Öktem, bu bol kahramanlı romanında tüm karakterleri Çukur adlı bir kahvehanenin olduğu, esnafından komşusuna herkesin birbirini tanıdığı ve bildiği bir ’kenar mahalle’ye ustaca yerleştiriyor. Bu ‘mahalle’ karakterlerinin her birinde de ‘racon’, ‘âdet’, ‘gelenek’, ‘delikanlılığın kitabı’ ve nicesi kendini gösteriyor.
Bol karakterli ve üstüne üstlük bol aksiyonlu bir polisiye kaleme almak hem çok derin bir gözlem birikimi hem usta işi bir kurgu hem de açık vermeyecek katmanlarla işlenmiş bir hikâyeyi çok daha önemli kılar. Şimdiye dek böylesine zor işlere sıkça kalkışmış ve her işini de ‘hakkını vererek’ yapmış bir yazar olan Öktem’in bu romanı yazarın cesaretinin boşa sıkım olmadığını bir kez daha kanıtlar nitelikte.

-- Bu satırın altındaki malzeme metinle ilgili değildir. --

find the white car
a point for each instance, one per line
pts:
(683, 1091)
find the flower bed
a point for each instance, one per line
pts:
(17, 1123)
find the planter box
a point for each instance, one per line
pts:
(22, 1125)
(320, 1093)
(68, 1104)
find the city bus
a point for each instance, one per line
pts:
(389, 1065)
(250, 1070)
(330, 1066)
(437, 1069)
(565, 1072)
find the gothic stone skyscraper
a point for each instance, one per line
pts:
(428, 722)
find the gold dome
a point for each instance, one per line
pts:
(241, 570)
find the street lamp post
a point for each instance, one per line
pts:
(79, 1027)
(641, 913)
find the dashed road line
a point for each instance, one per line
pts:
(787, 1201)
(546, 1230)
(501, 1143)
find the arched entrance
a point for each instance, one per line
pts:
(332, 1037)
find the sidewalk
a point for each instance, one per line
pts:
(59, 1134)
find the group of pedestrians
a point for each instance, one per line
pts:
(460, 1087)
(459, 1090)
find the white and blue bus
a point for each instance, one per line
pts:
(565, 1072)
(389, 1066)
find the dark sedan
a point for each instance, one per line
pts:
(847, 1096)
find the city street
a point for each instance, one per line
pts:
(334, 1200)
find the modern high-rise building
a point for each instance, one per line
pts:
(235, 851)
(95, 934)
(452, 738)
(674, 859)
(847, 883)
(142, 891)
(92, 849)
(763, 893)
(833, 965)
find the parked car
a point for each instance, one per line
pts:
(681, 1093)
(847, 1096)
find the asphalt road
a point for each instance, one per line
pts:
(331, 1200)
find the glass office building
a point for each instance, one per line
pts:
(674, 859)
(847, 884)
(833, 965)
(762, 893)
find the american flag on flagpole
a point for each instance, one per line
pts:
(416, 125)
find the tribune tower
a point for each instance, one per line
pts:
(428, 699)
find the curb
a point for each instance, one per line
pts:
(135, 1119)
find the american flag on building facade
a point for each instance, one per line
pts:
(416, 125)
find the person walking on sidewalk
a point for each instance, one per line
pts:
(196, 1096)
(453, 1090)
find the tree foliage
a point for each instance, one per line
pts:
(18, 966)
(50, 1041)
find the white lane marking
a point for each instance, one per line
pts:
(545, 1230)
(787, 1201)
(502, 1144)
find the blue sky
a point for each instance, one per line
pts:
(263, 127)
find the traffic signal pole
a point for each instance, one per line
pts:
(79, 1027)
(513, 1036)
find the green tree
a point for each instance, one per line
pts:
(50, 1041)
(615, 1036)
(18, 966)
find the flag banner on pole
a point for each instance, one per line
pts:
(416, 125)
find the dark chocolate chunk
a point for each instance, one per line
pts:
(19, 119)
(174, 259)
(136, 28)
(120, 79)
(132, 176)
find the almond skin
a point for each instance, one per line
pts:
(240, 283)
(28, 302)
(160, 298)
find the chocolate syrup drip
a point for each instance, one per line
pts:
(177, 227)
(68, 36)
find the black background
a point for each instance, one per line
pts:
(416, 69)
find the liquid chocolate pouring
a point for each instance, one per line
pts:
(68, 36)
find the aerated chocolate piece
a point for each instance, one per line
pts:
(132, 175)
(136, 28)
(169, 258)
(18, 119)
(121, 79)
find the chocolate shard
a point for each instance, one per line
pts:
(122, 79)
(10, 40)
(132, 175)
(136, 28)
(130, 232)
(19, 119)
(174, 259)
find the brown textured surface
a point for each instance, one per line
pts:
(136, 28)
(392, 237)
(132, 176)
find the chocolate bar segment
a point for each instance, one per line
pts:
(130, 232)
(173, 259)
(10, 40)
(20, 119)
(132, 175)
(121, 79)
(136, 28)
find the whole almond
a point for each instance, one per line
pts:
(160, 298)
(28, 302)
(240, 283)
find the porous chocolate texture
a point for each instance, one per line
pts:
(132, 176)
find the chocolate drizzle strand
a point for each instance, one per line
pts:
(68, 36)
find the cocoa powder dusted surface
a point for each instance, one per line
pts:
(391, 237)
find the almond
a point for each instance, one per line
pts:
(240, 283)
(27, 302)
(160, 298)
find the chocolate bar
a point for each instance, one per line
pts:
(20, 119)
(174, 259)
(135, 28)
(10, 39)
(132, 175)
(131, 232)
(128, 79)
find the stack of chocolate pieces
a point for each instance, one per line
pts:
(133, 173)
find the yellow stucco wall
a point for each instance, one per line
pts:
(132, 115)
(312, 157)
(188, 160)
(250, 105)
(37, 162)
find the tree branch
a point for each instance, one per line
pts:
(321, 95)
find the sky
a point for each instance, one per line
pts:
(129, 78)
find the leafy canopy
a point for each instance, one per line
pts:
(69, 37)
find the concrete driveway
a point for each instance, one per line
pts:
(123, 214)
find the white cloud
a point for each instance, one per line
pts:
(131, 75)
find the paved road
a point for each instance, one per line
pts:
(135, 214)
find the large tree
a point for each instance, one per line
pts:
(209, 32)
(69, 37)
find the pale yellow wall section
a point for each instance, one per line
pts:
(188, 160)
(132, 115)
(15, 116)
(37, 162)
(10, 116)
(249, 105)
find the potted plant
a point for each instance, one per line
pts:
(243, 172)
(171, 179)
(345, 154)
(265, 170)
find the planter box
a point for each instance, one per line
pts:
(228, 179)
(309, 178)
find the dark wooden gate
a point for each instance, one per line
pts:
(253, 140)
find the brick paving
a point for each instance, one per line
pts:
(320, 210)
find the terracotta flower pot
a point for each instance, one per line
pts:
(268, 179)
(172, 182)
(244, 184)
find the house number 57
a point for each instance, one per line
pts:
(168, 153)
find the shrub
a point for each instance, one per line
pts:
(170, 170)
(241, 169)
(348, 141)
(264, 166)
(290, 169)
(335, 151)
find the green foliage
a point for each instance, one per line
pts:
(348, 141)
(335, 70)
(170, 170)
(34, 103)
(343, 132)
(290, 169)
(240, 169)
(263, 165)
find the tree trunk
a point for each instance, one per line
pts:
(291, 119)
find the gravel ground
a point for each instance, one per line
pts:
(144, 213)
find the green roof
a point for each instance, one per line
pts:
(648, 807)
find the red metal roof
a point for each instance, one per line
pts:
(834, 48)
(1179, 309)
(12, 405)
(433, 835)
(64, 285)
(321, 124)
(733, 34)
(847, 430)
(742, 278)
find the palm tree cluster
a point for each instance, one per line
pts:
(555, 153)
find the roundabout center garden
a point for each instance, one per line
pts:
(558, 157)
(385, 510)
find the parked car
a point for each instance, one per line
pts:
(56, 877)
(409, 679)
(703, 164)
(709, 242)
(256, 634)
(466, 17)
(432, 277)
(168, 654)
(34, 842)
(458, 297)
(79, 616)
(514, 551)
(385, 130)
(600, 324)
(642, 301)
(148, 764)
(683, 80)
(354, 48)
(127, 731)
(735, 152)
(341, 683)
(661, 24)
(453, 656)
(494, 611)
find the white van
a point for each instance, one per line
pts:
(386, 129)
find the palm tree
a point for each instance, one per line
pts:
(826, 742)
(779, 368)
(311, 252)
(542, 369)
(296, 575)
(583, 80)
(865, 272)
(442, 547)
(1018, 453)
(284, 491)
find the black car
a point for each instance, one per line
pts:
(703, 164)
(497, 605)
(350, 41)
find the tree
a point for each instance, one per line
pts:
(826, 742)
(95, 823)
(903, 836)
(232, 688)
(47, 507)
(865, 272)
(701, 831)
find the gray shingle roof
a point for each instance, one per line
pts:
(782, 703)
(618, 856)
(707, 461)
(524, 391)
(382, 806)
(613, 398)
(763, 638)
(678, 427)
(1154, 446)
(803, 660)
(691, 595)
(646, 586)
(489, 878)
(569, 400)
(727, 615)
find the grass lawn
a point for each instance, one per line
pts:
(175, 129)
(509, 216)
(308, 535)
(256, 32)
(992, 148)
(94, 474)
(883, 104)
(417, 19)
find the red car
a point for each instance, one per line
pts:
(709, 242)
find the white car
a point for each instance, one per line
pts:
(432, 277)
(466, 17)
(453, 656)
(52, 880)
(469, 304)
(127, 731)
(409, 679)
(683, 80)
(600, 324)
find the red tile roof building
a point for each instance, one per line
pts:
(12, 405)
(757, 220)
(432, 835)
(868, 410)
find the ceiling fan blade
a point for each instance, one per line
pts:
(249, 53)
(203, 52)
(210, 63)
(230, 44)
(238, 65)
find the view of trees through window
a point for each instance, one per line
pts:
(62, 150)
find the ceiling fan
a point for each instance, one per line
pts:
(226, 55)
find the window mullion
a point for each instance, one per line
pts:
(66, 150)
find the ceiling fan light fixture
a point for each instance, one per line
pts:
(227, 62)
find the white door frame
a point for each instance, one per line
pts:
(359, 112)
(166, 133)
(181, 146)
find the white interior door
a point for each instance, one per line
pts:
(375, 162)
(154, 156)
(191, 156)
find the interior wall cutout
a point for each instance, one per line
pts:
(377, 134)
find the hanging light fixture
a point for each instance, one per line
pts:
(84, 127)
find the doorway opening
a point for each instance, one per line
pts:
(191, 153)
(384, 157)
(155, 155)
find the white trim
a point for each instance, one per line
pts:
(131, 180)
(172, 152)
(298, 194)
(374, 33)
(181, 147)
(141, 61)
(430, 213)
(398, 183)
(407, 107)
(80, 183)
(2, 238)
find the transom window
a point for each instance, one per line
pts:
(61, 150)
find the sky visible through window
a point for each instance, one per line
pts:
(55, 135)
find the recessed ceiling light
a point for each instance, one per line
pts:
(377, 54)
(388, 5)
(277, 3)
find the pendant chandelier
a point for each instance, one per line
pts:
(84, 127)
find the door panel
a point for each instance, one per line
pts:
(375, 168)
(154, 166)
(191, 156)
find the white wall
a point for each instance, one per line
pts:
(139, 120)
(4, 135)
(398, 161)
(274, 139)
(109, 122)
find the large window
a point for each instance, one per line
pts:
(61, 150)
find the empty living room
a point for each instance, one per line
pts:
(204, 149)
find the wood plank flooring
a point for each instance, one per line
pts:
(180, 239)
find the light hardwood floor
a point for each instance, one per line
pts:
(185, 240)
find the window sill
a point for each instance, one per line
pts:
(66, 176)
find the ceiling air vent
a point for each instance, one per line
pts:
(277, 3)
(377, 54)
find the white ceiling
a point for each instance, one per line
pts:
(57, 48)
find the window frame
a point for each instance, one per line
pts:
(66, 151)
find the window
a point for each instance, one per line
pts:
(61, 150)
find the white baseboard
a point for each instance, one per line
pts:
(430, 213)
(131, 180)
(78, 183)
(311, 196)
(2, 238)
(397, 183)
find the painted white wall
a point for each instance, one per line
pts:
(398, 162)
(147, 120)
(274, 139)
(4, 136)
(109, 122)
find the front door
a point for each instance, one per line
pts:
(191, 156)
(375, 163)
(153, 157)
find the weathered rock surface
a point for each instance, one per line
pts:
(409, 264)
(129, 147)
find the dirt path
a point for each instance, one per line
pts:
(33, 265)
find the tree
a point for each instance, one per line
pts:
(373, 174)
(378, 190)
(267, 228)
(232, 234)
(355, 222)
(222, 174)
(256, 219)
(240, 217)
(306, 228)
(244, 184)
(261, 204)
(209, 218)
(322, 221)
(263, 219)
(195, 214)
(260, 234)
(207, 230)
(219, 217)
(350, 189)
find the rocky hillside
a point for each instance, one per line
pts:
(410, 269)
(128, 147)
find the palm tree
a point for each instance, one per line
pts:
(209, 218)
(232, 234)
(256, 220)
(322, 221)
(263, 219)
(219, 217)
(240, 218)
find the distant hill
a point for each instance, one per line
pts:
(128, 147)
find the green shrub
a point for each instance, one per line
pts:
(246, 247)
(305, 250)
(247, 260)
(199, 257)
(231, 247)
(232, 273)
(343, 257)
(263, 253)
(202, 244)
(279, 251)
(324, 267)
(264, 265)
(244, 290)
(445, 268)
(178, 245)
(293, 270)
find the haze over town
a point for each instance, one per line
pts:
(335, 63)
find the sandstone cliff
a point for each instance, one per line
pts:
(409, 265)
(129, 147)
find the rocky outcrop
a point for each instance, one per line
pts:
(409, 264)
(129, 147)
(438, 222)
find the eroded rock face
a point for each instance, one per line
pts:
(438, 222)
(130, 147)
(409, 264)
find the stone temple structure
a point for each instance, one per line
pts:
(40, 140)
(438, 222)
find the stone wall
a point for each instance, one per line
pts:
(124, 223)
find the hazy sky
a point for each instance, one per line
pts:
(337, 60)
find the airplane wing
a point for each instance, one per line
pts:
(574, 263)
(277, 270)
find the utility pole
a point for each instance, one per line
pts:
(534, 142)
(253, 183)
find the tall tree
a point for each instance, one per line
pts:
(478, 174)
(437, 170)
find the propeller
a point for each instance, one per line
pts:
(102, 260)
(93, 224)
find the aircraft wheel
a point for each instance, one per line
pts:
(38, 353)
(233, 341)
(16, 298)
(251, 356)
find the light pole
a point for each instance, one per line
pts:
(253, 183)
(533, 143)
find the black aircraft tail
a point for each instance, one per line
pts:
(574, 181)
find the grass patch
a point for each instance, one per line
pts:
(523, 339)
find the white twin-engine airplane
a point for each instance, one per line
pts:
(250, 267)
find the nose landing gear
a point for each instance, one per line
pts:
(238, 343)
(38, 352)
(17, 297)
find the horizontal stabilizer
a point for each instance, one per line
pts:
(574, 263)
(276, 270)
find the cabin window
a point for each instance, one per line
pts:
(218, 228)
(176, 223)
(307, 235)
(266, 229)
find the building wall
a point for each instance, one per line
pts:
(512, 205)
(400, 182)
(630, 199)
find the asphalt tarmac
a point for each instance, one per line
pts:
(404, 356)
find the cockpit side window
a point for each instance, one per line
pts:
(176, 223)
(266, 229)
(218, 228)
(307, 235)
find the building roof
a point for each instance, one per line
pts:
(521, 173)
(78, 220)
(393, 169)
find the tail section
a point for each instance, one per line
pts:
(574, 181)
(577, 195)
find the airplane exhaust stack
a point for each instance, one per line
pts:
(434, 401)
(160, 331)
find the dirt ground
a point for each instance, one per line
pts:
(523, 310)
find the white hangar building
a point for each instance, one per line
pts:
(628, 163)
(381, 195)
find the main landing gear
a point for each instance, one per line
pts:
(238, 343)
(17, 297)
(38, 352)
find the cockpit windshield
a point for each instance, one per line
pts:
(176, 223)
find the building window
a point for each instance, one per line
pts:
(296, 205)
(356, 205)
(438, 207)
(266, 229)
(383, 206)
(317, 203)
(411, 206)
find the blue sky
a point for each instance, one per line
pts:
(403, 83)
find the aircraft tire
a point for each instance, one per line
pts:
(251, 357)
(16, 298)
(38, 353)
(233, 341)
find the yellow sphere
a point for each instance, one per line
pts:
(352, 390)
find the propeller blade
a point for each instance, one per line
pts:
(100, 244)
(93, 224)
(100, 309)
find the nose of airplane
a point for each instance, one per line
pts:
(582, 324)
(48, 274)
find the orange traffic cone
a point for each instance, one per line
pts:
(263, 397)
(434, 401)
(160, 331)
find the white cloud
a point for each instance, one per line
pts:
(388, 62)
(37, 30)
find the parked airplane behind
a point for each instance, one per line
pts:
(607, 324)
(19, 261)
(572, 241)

Zira ‘Yalan Yanlış Hayatlar’ ne karakterlerinde ne hikâyesinde ne kurgusunda açık vererek finale ulaşmayı başarırken roman da ritmini hiçbir bölümde kaybetmiyor.
Gelelim biraz da arka plana. Tekniğinde en ufak açık bile vermemeyi başaran romanda Öktem’in ince eleştirileri dikkatli okurun gözünden kaçmayacaktır. Peki, Öktem’in işaret ettiği bu ‘gedikler’ neler?
Öncelikle yermeden ya da açık açık savaş açmadan eril sistemi, erkek bakış açısını, (Hadi, daha açık söyleyelim) kadını ‘hiçleştiren’ düzeni öyle ‘olduğu gibi’ resmediyor ki yazar, bu ‘düzen’in içindeki kaos, romanın ‘yalan yanlış hayatlarının’ temellerinden birini oluşturuyor.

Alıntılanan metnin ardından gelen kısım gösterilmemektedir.